Essendo questo un blog che parla di pensieri legati al caffelatte mattutino, questo sarà un post assolutamente centrato sull’argomento “caffelatte“: il problema è che avrei voluto parlarne in un contesto differente.

Nonostante mi sia comprato una splendida macchinetta per il caffè verde acida, pienamente in pendant con tutto il resto dell’ufficio, continuo a farmi il primo caffè della mattina con la moka.
Migliore? Più buono? Bah, direi abitudini.
Abitudini unite al fatto che non ho un frigoin ufficio e quindi dovrei portarmi dietro il latte ogni volta, e non ne ho voglia.
A questo aggiungiamo un secondo appunto di tutto interesse.
In realtà l’interesse è nullo, ma siccome sono lanciato a parlarvi di questa cretinata andiamo avanti.
Discendo in parte dai criceti: è cosa nota. Mangio gli spigoli dei fogli di carta, rosicchio pezzi di plastica, a volte corro pure sulla ruota (però non faccio la ruota perchè non sono una VJ nonostante i miei diseperati tentativi di farmi assumere da MTV). Tra le tante cose idiote che fanno i criceti ne ricordiamo una in particolare: vanno al cibo, mettono tutto nelle guance e poi se ne vanno via a mangiarle con calma. Ecco, io uguale.
Insomma: stamattina mi sono fatto la solita scodella di caffelatte e in un solo sorso me la sono sparata tutta in bocca. Ho quindi riposto la tazza nel lavabo, ho chiuso la porta a chiave, ho percorso le scale e sono andato in ufficio (l’ufficio è dietro casa, non è a 1 ora di auto, tanto per la precisione). Entro in ufficio e vengo assalito dalla solita orda di zanzare, problema mai risolto di questa location. E’ una cosa assurda: posso chiudere tutte le finestre, passare ben benino tutto con il napalm, entrare dopo una settimana, ed essere comunque attaccato da 5 zanzare.
La teoria dell’autorigenerazione prende piede.
Insomma, sto aprendo parentesi a manetta: torniamo a noi.
Entro in ufficio, carico di caffelatte modello B52, vengo assalito dalle zanzare mannare, mi girano le balle, vorrei urlare ma ho il caffelatte in bocca allora emetto un “MOEEEEWWWWW” modello Chewbacca, prendo la prima cosa a caso che trovo per fronteggiarle: il VETRIL.
Signori e signori: il vetril.
Affronto le zanzare con il vetril: se andavo con Don Chisciotte contro i mulini a vento era meglio.Ciò che succede dopo è rapido e repentino: il vetril si diffonde nell’aria, io intanto ammazzo una zanzara con le mani, respiro a pieni polmoni il vetril e SBAM!

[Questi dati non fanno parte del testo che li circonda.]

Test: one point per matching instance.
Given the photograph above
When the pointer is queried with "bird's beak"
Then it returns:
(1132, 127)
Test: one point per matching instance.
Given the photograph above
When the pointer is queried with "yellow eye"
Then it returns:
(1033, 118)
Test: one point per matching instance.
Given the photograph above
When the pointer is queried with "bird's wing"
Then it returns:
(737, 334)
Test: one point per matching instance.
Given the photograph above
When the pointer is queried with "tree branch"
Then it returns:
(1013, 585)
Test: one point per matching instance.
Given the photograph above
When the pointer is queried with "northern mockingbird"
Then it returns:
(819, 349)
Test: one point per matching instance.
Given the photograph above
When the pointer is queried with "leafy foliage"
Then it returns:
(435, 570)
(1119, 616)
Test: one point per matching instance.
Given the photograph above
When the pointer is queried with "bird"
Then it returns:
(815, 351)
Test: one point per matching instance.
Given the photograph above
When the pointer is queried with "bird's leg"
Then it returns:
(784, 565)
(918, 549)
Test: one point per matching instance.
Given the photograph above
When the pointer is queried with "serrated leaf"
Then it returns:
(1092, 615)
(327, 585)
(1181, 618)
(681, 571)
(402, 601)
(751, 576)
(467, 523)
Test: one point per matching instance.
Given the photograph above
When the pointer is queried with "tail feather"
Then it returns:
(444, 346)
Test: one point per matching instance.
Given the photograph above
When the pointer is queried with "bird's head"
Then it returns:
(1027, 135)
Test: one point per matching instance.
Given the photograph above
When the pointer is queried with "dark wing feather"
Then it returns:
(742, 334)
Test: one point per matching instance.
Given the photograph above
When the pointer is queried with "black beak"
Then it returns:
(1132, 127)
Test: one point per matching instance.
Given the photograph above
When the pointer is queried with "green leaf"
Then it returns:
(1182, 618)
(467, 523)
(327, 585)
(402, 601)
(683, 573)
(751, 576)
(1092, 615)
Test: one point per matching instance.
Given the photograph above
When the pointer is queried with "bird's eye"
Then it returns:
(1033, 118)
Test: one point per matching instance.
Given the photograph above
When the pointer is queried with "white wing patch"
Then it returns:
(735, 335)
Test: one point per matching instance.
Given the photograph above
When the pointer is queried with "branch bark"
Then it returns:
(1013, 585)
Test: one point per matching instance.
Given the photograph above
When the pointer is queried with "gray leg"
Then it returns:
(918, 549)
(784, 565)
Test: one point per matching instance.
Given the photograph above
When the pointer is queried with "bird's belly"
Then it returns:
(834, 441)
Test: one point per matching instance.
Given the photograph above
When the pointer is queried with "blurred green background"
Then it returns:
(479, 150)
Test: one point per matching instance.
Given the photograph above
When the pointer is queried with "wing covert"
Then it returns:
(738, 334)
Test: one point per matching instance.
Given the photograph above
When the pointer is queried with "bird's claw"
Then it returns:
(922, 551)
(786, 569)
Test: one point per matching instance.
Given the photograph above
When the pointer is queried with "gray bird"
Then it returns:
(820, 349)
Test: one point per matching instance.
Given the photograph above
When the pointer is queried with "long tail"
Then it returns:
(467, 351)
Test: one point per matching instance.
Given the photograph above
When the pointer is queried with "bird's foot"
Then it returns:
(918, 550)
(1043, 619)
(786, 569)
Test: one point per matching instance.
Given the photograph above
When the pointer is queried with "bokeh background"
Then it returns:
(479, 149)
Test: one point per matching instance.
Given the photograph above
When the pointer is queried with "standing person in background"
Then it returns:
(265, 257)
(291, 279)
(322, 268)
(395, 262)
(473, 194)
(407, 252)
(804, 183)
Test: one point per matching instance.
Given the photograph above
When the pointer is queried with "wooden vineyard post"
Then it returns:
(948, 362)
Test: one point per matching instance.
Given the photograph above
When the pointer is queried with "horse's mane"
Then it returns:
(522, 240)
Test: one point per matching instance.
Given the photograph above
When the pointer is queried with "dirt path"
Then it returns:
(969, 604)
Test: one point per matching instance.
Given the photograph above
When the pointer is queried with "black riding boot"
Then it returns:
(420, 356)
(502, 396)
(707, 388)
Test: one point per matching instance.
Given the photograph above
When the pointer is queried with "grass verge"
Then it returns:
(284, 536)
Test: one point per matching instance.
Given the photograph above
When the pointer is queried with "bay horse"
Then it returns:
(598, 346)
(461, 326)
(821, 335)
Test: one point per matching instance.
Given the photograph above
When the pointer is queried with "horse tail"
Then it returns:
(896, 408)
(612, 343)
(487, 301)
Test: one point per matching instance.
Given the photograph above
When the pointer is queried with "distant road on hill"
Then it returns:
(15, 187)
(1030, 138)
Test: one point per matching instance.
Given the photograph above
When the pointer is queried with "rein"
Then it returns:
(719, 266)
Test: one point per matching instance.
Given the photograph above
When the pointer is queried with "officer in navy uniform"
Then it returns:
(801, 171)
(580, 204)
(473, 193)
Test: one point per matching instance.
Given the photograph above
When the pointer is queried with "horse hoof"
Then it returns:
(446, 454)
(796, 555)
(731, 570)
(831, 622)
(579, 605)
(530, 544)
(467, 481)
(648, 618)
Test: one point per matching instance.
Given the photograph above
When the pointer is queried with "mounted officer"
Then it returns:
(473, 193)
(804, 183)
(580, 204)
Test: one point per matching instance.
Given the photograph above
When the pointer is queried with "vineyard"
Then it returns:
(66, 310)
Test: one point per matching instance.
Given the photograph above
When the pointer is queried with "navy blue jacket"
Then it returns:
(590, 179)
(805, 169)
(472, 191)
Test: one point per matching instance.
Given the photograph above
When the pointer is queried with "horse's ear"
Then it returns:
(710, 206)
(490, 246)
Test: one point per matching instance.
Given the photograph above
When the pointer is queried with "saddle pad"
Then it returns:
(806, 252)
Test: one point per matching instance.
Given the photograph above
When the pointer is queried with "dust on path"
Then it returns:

Starnuto epico e caffelatte ovunque.
Ma ovunque eh.
Ovunque anche perchè avendo un attimo di lucidità, e rendendomi conto del dramma che sta per accadere, riesco ad evitare di sparare tutto contro la parete che ho dipinto di verde. Ma facendo questo compio un mega movimento rotatorio, modello lancio del peso, e sparo tutto nei restanti 270° che ho attorno: sulla stampante, sulla tastiera, sul mac, sui bozzetti e su almeno un metro quadro di muro.Vaccaboia.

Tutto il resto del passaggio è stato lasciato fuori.